For the two years the governor has been in office, the county has successfully rolled out a Universal Health Care programme that is running in all health facilities.
Roads in all urban centres have been re-carpeted, rural access roads graded and a digital financial system that has sealed loopholes in revenue streams put in place.
Farmers have benefited from free potato and beans seed as well as fruits seedlings, which have boosted agricultural income in some areas in the semi-arid Kieni constituency.
Nyeri Finance County Executive Robert Thuo said one of the ways the devolved unit has improved its financial management is in digitising revenue collection to seal loopholes.
The implementation of a revenue collection platform dubbed Nyeri Pay has raised revenues by 20 per cent in the first half of the 2018/19 financial year, he says.
Nyeri County’s own revenue of Sh600,996,973 represents an increase of Sh 101,921,531 which is a 20 per cent rise compared to last year’s collection of Sh499,075,442.
“The current administration is focused on service delivery, unlike in the previous regime where there was infighting of leaders,” Thuo said.
“In the previous regime, there was a lot of bickering, and it is not easy to bring together the leaders and push a common agenda, he has realised he cannot succeed in chaos, and that is to his credit,” said Kamau Gatwechi, a resident.
The county is also implementing the Universal Healthcare Coverage (UHC) programme.
As at March 10, 697,343 people representing and 340,762 households had been registered under UHC which is 84 percent of county residents.
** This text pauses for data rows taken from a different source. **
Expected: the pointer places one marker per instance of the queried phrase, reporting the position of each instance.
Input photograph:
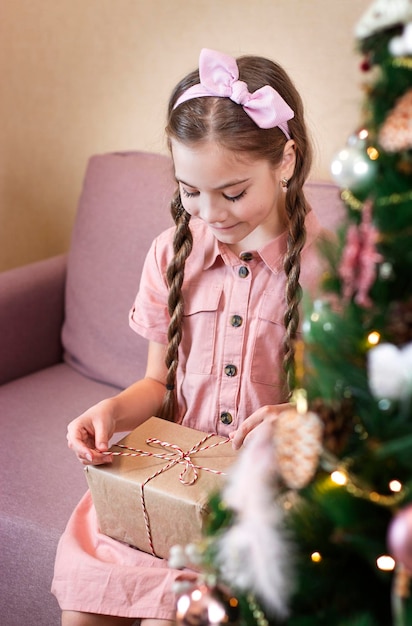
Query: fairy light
(395, 486)
(196, 594)
(339, 477)
(374, 338)
(385, 563)
(373, 154)
(316, 557)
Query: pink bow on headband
(219, 76)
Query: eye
(235, 198)
(189, 194)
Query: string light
(395, 486)
(339, 477)
(373, 154)
(385, 563)
(316, 557)
(374, 338)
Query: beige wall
(86, 76)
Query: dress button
(236, 321)
(226, 418)
(246, 256)
(230, 370)
(243, 271)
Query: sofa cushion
(124, 204)
(41, 482)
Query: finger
(101, 437)
(96, 459)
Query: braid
(296, 209)
(182, 247)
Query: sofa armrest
(31, 317)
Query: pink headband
(219, 76)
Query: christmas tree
(317, 529)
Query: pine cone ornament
(338, 422)
(396, 132)
(298, 444)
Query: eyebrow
(224, 186)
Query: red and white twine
(177, 456)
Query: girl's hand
(88, 435)
(265, 413)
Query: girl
(218, 302)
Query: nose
(210, 211)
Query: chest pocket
(200, 327)
(266, 365)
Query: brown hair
(221, 120)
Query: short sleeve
(149, 315)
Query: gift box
(154, 495)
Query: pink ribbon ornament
(219, 77)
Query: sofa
(66, 344)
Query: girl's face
(241, 200)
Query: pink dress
(229, 366)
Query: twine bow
(176, 456)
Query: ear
(289, 160)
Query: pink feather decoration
(254, 554)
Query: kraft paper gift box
(171, 512)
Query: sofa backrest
(124, 204)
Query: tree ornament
(399, 325)
(253, 554)
(298, 442)
(382, 15)
(402, 45)
(396, 132)
(400, 537)
(207, 605)
(352, 167)
(390, 371)
(358, 266)
(338, 422)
Based on the progress report on the implementation of the UHC programme, the county and national government have committed Sh780 Million.
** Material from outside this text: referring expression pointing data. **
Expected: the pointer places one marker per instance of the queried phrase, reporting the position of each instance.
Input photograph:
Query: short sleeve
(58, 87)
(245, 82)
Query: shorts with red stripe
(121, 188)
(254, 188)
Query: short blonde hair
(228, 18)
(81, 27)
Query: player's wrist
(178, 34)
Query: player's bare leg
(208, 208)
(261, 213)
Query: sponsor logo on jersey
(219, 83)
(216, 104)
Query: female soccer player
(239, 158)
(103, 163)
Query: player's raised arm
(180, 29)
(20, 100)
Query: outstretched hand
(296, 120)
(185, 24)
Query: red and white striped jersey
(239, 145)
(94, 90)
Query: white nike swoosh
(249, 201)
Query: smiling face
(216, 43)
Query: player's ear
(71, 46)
Further, 11 heath facilities have been connected to the power grid as part of last-mile connectivity as well as connection of water centres that did not have reliable supply as part of enhanced readiness for UHC.
Five dispensaries have been operationalised in the last two months as part of enhancing access.
Gatwechi observed it was important for the county to put in place measures to monitor the quality of health services in the health centres.
“The UHC programme is a good project and it has benefited residents in a major way. The challenge is to ensure the services provided are of high quality, now that accessibility is improved,” he said.
Mathira resident Nelson Maina lauded the county’s plans to distribute Sh984 million among the 30 wards to carry out ward based development projects which would bring equity in the county.
“This is a departure from the past where the executive and the assembly would not agree on such projects which led to some wards being neglected. This is a good step,” Maina said.
However, Maina was critical of the administration’s failure to prioritise the sports docket by housing it under education, which has several projects.
“The sports department should be moved to the Youth and Gender department to allow it support youth programmes,” he said.
Major towns in Nyeri have received a facelift at a cost of Sh180 million which included recarpeting of roads, improving access roads, through maintenance of gravel roads and upgrading earth roads to gravel status.
Mukurweini bus stage has been refurbished and roads recarpeted after years of deplorable conditions.
The infrastructure department has demarcated parking slots afresh after it was forced to remove the concrete curb stones constructed by the previous regime to pave way for re-carpeting.
The agriculture sector has implemented several projects such as the distribution of 12 milk coolers to the 23 cooperative societies and self-help groups.
Kahiga asked dairy farmers to form cooperatives to form a giant umbrella organisation and start milk value addition.
To boost productivity, the county administration procured lime for farmers to neutralise soil acidity.